The reality of politics is harsher. We got a taste of it when Digvijay Singh made
what looked at first like a
critical statement against the Sonia Gandhi-Manmohan Singh leadership. Their
functioning as twin power centres had
failed, he said. It was time therefore for Rahul Gandhi to become the sole power
centre as Prime Minister.

Was Digvijay Singh, said to be Rahul Gandhi's mentor, knocking out other prime
ministerial hopefuls by saying that the
Sonia-Manmohan pairing would not be repeated by, say, a Rahul-Chidambaram pairing?
Before we could figure that out,
another ranking Congressman changed the whole scenario.

Janardan Dwivedi, who never utters a syllable unless it is official party gospel,
said the Sonia-Manmohan team was
something unique and could be "an ideal model for the future." Other party satraps
rushed in to endorse that view.
But Digvijay, the mentor, stuck to his position, thus creating a Great Moment in the
history of Politics by Confusion.

So what's going on? It cannot be that the Congress is finally recognising the
unwinnability of Rahul Gandhi. That
would be a repudiation of mother's love and hence inconceivable. So, anticipating a
poor performance in the next
election, is the Congress trying to save Rahul Gandhi's face by putting poor
Manmohan Singh up front as a shield? Or
is there a plan to project Manmohan for now and, if the party were to win a credible
number of seats in Parliament,
then ditch him and put Rahul on the gaddi?

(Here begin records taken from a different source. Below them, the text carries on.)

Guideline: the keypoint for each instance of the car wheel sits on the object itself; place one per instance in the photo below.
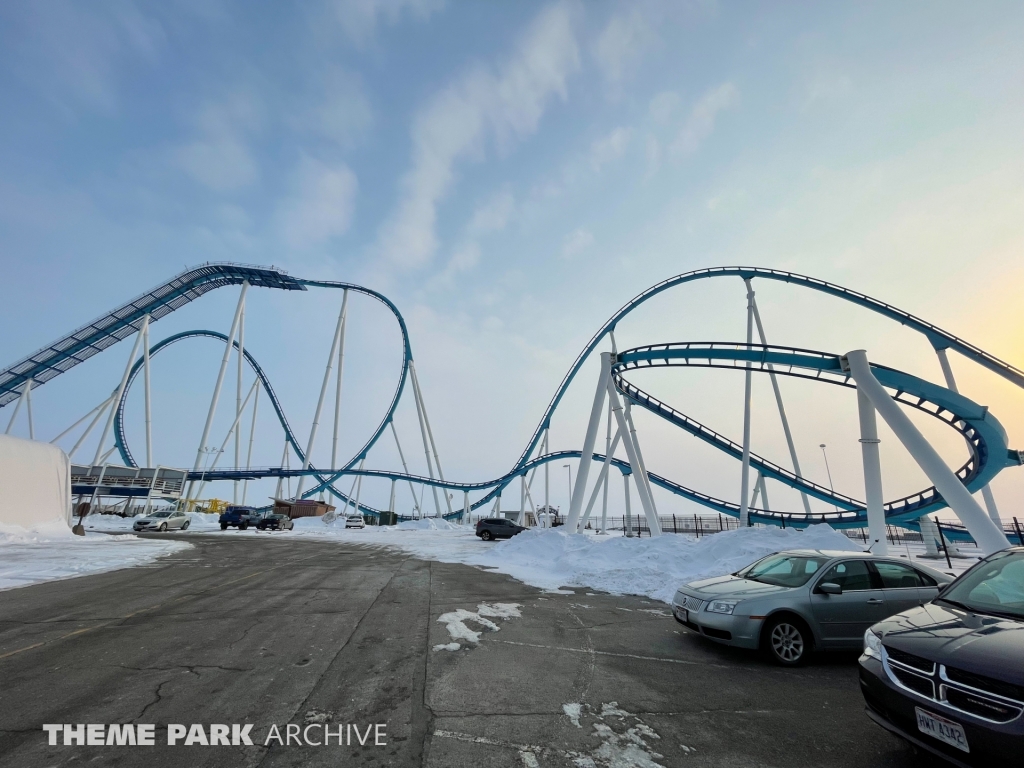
(786, 641)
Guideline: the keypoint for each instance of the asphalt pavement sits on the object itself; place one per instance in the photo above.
(281, 631)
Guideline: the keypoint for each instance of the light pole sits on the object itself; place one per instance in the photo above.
(830, 486)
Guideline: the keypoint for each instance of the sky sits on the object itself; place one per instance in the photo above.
(510, 174)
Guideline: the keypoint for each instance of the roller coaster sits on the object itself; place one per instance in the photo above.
(984, 436)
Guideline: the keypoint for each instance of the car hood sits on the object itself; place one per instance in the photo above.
(974, 642)
(730, 586)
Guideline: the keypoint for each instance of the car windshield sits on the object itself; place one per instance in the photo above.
(783, 570)
(995, 586)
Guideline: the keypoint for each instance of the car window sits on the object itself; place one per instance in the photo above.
(783, 570)
(995, 586)
(852, 576)
(897, 576)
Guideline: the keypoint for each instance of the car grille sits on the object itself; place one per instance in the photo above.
(974, 694)
(691, 603)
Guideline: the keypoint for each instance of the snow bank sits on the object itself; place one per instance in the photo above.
(50, 551)
(654, 567)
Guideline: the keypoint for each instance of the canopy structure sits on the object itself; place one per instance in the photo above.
(35, 483)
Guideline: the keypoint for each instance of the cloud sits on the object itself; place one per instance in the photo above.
(576, 243)
(619, 48)
(77, 52)
(338, 111)
(701, 120)
(609, 147)
(321, 205)
(506, 103)
(219, 158)
(359, 17)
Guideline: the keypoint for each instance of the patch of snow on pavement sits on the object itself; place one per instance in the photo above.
(456, 621)
(51, 552)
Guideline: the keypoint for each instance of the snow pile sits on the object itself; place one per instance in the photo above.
(654, 567)
(47, 552)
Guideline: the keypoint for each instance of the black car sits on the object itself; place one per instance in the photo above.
(238, 517)
(497, 527)
(274, 522)
(948, 677)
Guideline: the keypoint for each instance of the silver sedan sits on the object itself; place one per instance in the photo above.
(791, 603)
(163, 520)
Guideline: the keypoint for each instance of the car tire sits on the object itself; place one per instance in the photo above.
(786, 641)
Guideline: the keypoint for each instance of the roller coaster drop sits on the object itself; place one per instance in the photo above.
(879, 390)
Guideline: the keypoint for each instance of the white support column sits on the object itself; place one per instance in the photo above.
(110, 402)
(989, 538)
(404, 467)
(629, 517)
(252, 434)
(28, 410)
(220, 376)
(145, 385)
(587, 457)
(744, 472)
(320, 402)
(430, 432)
(281, 478)
(521, 519)
(986, 492)
(872, 475)
(17, 407)
(547, 468)
(117, 399)
(643, 476)
(602, 481)
(230, 430)
(341, 374)
(778, 400)
(238, 400)
(423, 434)
(631, 452)
(102, 404)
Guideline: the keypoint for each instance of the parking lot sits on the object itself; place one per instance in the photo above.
(276, 631)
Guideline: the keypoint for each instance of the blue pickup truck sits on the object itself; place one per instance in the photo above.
(239, 517)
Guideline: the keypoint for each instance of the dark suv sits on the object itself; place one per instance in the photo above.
(949, 676)
(497, 527)
(238, 517)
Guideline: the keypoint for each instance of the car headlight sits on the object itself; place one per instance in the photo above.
(872, 644)
(722, 606)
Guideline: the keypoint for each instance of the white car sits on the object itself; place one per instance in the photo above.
(163, 520)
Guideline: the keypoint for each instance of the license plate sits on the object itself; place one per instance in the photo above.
(942, 729)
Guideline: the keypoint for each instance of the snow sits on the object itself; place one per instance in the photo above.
(553, 559)
(49, 551)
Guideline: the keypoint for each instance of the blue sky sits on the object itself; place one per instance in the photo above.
(510, 174)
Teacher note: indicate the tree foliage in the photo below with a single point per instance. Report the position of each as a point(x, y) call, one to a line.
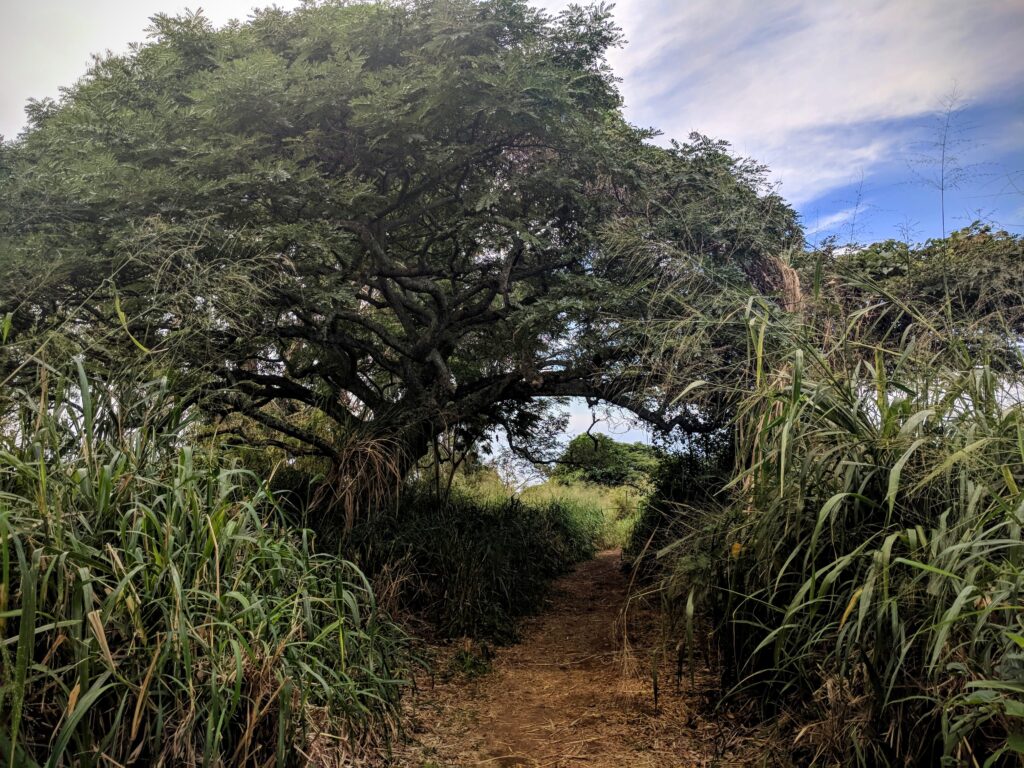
point(604, 461)
point(380, 221)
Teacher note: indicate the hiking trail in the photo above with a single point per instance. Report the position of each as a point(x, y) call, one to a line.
point(572, 692)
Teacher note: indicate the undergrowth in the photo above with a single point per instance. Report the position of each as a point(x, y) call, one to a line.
point(154, 609)
point(864, 568)
point(474, 564)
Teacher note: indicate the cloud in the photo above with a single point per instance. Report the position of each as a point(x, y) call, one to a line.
point(806, 85)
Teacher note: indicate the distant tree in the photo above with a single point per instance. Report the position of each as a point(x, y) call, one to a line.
point(373, 222)
point(602, 460)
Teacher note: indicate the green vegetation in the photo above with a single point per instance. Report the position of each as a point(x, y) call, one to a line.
point(862, 567)
point(603, 461)
point(472, 565)
point(153, 607)
point(292, 273)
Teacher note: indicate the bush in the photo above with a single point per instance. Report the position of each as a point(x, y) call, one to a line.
point(619, 505)
point(153, 609)
point(474, 564)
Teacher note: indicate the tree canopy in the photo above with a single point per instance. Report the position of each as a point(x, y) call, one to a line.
point(378, 220)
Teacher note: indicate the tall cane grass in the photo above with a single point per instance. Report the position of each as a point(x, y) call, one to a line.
point(155, 611)
point(870, 568)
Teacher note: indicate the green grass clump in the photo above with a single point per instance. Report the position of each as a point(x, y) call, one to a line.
point(864, 567)
point(155, 611)
point(474, 564)
point(620, 506)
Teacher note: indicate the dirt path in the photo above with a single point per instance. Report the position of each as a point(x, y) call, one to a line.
point(568, 694)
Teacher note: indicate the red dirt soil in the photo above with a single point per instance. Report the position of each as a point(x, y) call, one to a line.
point(573, 692)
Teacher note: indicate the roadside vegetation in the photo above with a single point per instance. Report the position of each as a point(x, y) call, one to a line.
point(269, 292)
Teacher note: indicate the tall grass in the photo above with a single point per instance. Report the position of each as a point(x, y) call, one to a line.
point(155, 611)
point(620, 506)
point(473, 564)
point(867, 567)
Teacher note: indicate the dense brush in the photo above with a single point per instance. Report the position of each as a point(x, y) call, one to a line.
point(154, 610)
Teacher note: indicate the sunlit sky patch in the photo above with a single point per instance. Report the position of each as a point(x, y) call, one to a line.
point(838, 98)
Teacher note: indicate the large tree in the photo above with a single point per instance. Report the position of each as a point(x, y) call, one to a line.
point(373, 220)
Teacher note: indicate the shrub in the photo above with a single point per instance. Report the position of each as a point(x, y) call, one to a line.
point(475, 564)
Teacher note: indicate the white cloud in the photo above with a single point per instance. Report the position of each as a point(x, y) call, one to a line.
point(804, 85)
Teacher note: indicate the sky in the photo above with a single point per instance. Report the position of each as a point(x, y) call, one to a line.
point(839, 97)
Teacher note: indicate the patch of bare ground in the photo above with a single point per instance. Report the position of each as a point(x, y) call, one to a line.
point(577, 691)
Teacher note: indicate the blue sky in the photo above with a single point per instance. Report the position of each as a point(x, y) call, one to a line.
point(836, 96)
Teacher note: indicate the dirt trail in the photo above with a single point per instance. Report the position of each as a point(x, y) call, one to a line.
point(567, 694)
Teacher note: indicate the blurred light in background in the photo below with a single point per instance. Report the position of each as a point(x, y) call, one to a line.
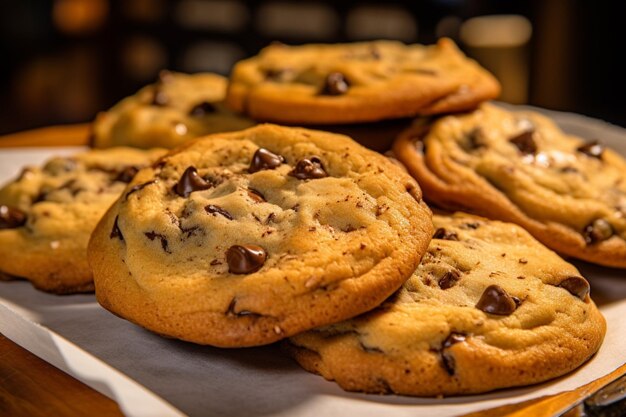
point(302, 20)
point(381, 22)
point(222, 15)
point(211, 56)
point(500, 44)
point(79, 16)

Calculations and confusions are important for the Congress because it is likely to
benefit in this election from the
weaknesses of the BJP. In Karnataka at any rate, it will win because of the
terrible record of the BJP Government.
But the early moves of the Congress in the State show that it is not learning
anything from its fortuitous advantage.
The opportunity to win the trust of the people may already be lost. Senior leader
Siddaramaiah was looked upon as
the most credible among Congressmen and a government under his leadership was
something many people in the State
longed for. But as soon as elections were announced in the State, the party
appointed as its strategy committee's
chief a discredited former Congress leader who had acted like a bull in a china shop
whenever he tasted power. That
this man was Siddaramaiah's nominee dashed all hopes about the lone remaining
Congress leader. The party has since
been busy trying to give tickets to other renegades, corruption kings and party
hoppers. The colours may change, but
the tragedy of our democracy will continue.